Notably, the breadth of multimodal task support is significant. Seedance 2.0 supports 20 out of 22 input modal tasks, the widest coverage in the evaluation; in contrast, Kling 3 Omni supports 9, Vidu Q2 Pro supports 13, and Kling O1 supports only 10. Among these, visual effects/creative references (3 variants) and continuation/extension (4 variants) are tasks that only Seedance 2.0 can handle, representing its most notable differential advantage in R2V tasks.

However, Seedance 2.0 is not without its shortcomings. In the video extension task, Veo 3.1 leads with a task adherence score of 2.78 (88.89% 3-point rate), significantly ahead of Seedance 2.0’s 1.93 (31.82%). Reference alignment is also higher for Veo 3.1 at 3.44 compared to 3.28 for Seedance 2.0, with the paper stating this is Seedance 2.0’s weakest single item in R2V. ByteDance explains that Seedance 2.0 can accept any uploaded video for extension, while Veo 3.1 can only extend videos it generates, meaning the broader input range comes at the cost of quality stability.

5. Conclusion: More Refined Video Generation Aligned with Real-World Physics

From the paper, Seedance 2.0 demonstrates considerable overall strength in both video and audio generation, reflecting ByteDance’s long-term accumulation in generative media technology.

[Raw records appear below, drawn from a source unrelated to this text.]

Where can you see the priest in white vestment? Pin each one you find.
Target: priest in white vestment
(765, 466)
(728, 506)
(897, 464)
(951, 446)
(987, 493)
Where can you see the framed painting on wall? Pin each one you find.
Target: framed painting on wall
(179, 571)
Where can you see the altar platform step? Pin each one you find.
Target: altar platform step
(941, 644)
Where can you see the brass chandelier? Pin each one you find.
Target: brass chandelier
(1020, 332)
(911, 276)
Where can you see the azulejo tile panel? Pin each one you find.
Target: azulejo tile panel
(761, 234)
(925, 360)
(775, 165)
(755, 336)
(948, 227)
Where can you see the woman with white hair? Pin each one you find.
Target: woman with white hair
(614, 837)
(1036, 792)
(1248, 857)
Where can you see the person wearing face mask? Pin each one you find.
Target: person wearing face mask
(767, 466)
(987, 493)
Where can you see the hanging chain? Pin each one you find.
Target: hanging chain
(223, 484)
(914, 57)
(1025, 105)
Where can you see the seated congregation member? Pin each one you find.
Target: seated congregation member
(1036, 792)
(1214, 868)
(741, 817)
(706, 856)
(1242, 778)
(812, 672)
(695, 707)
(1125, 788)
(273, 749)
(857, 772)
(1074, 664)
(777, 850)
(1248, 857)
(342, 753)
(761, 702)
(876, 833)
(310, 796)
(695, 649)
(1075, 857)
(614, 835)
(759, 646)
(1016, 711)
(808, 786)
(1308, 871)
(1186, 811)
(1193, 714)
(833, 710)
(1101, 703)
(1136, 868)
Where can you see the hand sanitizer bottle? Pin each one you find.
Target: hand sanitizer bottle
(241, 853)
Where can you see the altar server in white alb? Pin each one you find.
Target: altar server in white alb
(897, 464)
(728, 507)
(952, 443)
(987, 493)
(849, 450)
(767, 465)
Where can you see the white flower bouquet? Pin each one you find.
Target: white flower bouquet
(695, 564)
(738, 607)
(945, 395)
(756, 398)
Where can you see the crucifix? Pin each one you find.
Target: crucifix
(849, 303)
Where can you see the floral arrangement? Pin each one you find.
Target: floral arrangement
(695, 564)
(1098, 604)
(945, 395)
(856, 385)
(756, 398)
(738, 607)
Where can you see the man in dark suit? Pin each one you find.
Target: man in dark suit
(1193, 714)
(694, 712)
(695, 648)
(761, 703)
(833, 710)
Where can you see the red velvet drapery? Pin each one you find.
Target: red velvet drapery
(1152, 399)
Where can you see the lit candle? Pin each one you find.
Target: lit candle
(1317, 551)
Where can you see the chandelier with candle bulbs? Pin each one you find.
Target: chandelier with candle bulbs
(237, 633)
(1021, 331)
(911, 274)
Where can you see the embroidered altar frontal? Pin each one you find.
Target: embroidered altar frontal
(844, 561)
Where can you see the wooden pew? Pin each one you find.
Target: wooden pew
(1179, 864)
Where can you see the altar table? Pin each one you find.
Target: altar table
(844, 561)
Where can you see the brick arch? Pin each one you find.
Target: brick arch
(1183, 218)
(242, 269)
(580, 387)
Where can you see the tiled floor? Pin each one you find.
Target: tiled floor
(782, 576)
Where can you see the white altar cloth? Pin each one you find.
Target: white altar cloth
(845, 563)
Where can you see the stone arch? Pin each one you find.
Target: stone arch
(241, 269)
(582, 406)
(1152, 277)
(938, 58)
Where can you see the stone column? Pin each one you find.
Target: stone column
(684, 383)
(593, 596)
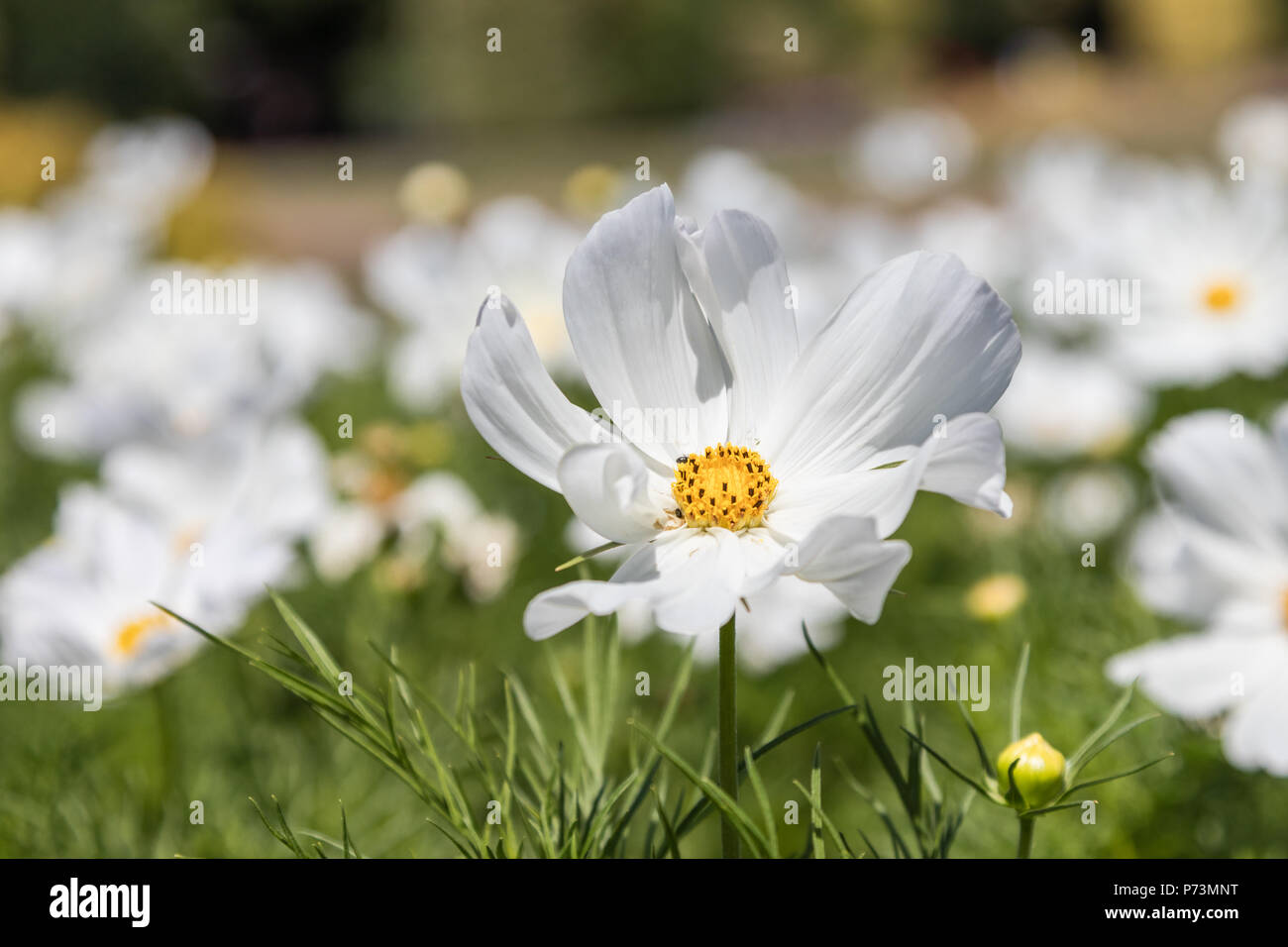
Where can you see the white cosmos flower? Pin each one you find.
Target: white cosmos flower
(1063, 403)
(738, 457)
(58, 264)
(428, 275)
(1218, 556)
(84, 596)
(894, 154)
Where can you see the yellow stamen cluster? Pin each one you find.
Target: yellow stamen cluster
(1220, 298)
(130, 635)
(724, 486)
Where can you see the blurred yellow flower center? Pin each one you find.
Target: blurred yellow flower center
(724, 486)
(1220, 298)
(130, 635)
(996, 596)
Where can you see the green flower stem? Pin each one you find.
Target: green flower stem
(1025, 838)
(728, 735)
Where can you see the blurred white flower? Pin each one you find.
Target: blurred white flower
(84, 596)
(1089, 504)
(777, 460)
(1212, 262)
(1218, 556)
(769, 633)
(724, 176)
(1063, 403)
(271, 475)
(429, 278)
(436, 514)
(1256, 129)
(59, 263)
(987, 239)
(896, 153)
(136, 373)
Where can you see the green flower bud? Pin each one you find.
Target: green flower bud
(1038, 775)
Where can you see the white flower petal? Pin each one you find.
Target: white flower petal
(769, 629)
(1192, 676)
(738, 274)
(608, 487)
(511, 399)
(969, 464)
(688, 581)
(639, 334)
(917, 341)
(966, 464)
(846, 557)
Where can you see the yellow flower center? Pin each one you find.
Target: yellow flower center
(1220, 299)
(130, 635)
(724, 486)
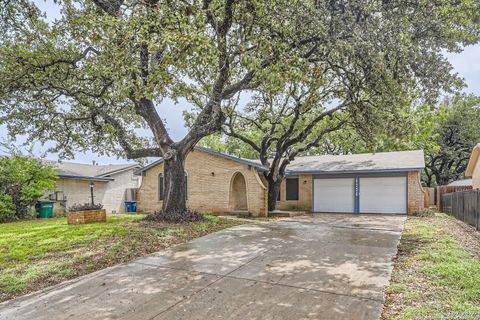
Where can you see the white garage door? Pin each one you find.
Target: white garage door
(334, 195)
(383, 195)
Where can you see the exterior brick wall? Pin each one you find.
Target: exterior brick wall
(416, 197)
(304, 202)
(209, 185)
(87, 216)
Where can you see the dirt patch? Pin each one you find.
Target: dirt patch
(464, 233)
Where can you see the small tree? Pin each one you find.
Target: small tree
(22, 181)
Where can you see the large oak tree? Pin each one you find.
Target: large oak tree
(91, 79)
(381, 60)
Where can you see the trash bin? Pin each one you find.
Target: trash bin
(44, 209)
(131, 206)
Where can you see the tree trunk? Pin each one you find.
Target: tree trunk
(175, 195)
(273, 191)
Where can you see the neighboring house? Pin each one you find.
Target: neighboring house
(363, 183)
(111, 183)
(460, 183)
(473, 167)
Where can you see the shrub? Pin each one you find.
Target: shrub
(22, 181)
(85, 206)
(7, 208)
(175, 217)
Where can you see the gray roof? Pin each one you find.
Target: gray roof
(248, 162)
(89, 171)
(396, 161)
(464, 182)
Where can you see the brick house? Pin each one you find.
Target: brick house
(111, 183)
(473, 167)
(386, 182)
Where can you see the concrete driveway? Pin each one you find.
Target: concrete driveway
(320, 267)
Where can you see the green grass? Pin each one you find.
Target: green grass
(435, 276)
(38, 253)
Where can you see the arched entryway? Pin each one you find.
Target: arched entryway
(238, 193)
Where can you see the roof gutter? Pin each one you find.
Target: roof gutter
(320, 172)
(66, 176)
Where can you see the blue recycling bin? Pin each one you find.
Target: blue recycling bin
(131, 206)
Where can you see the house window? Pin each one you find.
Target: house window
(292, 188)
(161, 187)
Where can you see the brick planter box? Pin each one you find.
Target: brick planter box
(87, 216)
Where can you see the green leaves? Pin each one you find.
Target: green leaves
(22, 181)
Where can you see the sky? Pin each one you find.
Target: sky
(466, 64)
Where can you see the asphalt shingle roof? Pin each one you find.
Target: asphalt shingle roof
(380, 161)
(72, 169)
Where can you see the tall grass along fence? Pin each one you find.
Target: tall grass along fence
(463, 205)
(438, 192)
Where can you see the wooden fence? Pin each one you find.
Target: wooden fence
(463, 205)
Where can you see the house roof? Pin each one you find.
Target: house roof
(248, 162)
(327, 164)
(473, 160)
(396, 161)
(463, 182)
(84, 171)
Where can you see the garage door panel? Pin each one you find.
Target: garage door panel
(383, 195)
(334, 195)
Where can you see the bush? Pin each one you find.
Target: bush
(7, 208)
(175, 217)
(85, 206)
(22, 181)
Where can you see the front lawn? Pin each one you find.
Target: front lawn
(38, 253)
(437, 271)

However, it is important to note that this paper has a temporal boundary; the evaluation data cited is up to early April 2026 and does not include new competitors that have emerged since then, such as the recently top-ranking HappyHorse-1.0. The ByteDance team also acknowledges that Seedance 2.0 still has minor issues such as slight deformation artifacts, edge scene motion rationality, high-frequency visual noise, audio distortion, and multi-character lip-sync errors.

In a broader perspective, the video generation field is increasingly demanding for both new and old players, with rising expectations for precise control, audio-visual synchronization, and alignment with real-world physics. The speed at which new models are introduced is undoubtedly faster than the pace of paper publication.